33 Pa. D. & C.2d 143, 1963 Pa. Dist. & Cnty. Dec. LEXIS 171
CourtPennsylvania Court of Common Pleas, Delaware County
DecidedApril 22, 1963
Docketno. 2852
StatusPublished

This text of 33 Pa. D. & C.2d 143 (Jarrell v. Fidelity-Philadelphia Trust Co.) is published on Counsel Stack Legal Research, covering Pennsylvania Court of Common Pleas, Delaware County primary law. Counsel Stack provides free access to over 12 million legal documents including statutes, case law, regulations, and constitutions.

Bluebook
Jarrell v. Fidelity-Philadelphia Trust Co., 33 Pa. D. & C.2d 143, 1963 Pa. Dist. & Cnty. Dec. LEXIS 171 (Pa. Super.
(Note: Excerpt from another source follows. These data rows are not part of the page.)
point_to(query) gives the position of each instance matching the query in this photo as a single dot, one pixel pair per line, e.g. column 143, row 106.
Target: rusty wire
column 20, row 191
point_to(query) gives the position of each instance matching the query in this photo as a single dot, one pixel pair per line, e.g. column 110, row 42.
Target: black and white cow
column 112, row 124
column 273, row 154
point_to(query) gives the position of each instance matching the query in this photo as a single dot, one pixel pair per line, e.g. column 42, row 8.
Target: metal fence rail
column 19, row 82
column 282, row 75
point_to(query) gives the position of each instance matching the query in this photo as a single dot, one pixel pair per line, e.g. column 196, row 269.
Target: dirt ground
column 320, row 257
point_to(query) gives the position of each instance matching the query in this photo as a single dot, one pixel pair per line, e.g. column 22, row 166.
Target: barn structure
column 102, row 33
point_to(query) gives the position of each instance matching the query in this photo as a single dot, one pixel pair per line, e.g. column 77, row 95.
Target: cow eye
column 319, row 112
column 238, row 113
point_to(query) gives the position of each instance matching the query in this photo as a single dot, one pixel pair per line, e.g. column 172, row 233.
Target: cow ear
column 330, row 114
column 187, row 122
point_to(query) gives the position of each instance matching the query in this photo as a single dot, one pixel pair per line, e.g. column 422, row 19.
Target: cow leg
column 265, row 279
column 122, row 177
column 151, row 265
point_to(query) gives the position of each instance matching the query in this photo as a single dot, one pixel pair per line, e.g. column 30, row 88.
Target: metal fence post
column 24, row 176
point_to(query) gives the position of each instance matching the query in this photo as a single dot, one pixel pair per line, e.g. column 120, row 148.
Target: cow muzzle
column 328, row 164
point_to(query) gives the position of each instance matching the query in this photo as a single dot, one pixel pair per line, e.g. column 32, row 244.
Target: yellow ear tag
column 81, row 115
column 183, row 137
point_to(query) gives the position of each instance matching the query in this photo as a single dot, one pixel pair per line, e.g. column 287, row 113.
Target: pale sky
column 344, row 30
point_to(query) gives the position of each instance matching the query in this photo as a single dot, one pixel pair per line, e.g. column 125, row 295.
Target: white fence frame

Ct. 1963).

Opinion

Toal, J.,

This action was instituted by plaintiffs for the purpose of quieting the title to the property involved in this case which was purchased by them from John C. Calhoun and Catherine R. Calhoun, his wife, and conveyed to them by deed dated March 2, 1960. On April 22, 1959, the Fidelity-Philadelphia Trust Company, defendant herein, entered a judgment against the Calhouns who then owned the property in question, said judgment being in the amount of $4,060.75, Court of Common Pleas, Delaware County, March term 1959, no. 1524. A lien was created in favor of the defendant bank against the property owned by the Calhouns. On November 19, 1959, the bank had this judgment marked satisfied, and the judgment index in the office of the prothonotary was marked to show this satisfaction. The lien against the Calhoun property thus was terminated on the record. On November 30, 1959, the bank filed a petition and [144]*144rule to show cause why this satisfaction should not be stricken from the records. On December 24, 1959, by order of the court, the satisfaction was ordered stricken from the record. The notation of satisfaction was not removed from the judgment index. On February 25, 1960, the bank sent a letter to the real estate broker representing the Calhouns in the sale of the property about to be conveyed by said Calhouns to plaintiffs demanding the sum of $3,272.28 to pay a loan, the letter made no reference to a judgment nor a term and number of any judgment. On March 2, 1960, the settlement for the property took place. Prior to settlement, the judgment index was searched as to the Calhouns and no unsatisfied judgment in favor of the defendant bank and against said Calhouns appeared of record. The judgment index remained as before indicating that a prior existing judgment in favor of the bank and against the Calhouns had been satisfied of record.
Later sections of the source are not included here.